Note: the computations are carried out using single precision. Changes brought in the kernel brought slight differences in the results but were acknowledged as very acceptable by the LEB.

As shown in Fig. 2 below, with this reduced dataset, there is a significant time spent on the first CUDA stream creation “cudaStreamCreate”, that lasts for more than 300 ms, roughly half the actual kernel processing time. In fact, this is the first call to CUDA, and therefore contains an implicit call to the CUDA context creation, which is imcompressible in time.

To hide the induced latency, the throughput should be maximized when the kernel is deployed in production. We recall here that the present assessment was carried out on a reduced synthetic dataset. Real datasets contains millions of spots, here we used less than 200’000.

Figure 2: Screenshot of the Nvidia Visual Profiler output for the best performing kernel.

Proposed workflow

The new workflow below was proposed. After discussion with the LEB, it appeared more suitable to continue carrying out the image segmentation on the actual acquisition station, as the resources allow it and it avoids transferring the full images for processing. Only the subregions/spots are sent to a data node.

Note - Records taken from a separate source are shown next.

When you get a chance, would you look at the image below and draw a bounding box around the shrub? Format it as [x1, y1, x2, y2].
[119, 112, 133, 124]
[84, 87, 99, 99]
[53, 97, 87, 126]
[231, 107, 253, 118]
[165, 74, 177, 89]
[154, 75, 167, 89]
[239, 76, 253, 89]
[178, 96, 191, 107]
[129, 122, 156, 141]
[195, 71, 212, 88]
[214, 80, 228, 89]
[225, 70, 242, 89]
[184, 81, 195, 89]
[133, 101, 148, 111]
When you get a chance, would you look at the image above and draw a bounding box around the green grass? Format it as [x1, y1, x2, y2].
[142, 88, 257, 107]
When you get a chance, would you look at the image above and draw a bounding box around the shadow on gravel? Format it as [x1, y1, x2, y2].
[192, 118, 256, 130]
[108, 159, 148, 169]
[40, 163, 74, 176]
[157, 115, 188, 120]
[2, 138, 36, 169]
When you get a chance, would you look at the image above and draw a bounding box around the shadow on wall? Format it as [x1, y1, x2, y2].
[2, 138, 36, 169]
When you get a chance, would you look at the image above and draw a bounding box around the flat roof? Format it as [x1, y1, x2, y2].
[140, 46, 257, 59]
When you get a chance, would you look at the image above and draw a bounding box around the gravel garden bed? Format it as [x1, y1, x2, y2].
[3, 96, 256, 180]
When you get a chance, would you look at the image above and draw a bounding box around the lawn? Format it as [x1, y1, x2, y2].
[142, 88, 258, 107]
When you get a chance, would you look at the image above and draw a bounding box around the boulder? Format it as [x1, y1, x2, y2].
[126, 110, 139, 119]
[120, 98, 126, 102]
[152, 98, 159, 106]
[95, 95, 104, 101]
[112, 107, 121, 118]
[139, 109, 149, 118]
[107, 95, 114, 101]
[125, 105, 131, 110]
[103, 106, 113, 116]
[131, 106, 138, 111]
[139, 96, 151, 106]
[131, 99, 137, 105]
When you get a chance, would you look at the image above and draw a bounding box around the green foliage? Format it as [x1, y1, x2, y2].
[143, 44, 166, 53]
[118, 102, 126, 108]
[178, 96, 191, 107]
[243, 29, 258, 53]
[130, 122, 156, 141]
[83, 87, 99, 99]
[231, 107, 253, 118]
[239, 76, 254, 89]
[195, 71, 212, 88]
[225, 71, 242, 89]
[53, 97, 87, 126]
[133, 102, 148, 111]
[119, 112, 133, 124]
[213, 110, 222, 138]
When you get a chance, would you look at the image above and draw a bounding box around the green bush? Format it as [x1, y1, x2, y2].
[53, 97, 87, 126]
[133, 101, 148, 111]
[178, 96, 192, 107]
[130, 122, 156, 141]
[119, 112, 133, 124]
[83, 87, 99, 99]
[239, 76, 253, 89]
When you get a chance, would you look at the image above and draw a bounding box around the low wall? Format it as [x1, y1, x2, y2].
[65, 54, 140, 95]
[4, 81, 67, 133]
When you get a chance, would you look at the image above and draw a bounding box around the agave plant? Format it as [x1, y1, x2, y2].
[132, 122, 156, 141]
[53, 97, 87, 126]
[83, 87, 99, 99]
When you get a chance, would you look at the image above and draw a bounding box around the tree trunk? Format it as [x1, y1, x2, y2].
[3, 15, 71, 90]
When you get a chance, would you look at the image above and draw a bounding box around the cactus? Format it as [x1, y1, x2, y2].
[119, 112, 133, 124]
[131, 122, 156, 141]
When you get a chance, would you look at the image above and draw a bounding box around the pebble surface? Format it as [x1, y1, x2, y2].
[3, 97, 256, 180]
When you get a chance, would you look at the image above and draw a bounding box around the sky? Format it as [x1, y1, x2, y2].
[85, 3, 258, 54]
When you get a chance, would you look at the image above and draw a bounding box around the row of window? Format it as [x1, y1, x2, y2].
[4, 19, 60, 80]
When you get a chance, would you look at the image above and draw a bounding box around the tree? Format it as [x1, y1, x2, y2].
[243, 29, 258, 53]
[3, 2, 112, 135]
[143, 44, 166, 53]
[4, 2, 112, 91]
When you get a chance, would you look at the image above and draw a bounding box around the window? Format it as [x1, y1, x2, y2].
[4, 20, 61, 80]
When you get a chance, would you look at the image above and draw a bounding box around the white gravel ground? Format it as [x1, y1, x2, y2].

The data node, upon reception of new data, will trigger the processing (localization) on one or several GPU compute nodes of the cluster. On successful completion of the localization, the results are transferred to the scientific storage. After completion of a cycle, the scientific storage will hold all the data: raw data, subregions, and the results.

The obvious advantage of the proposed new workflow is the ability to scale to compute power on demand and process data in real-time.

Used software

Matlab, DIPlib, CUDA, NVVP (NVIDIA Visual Profiler).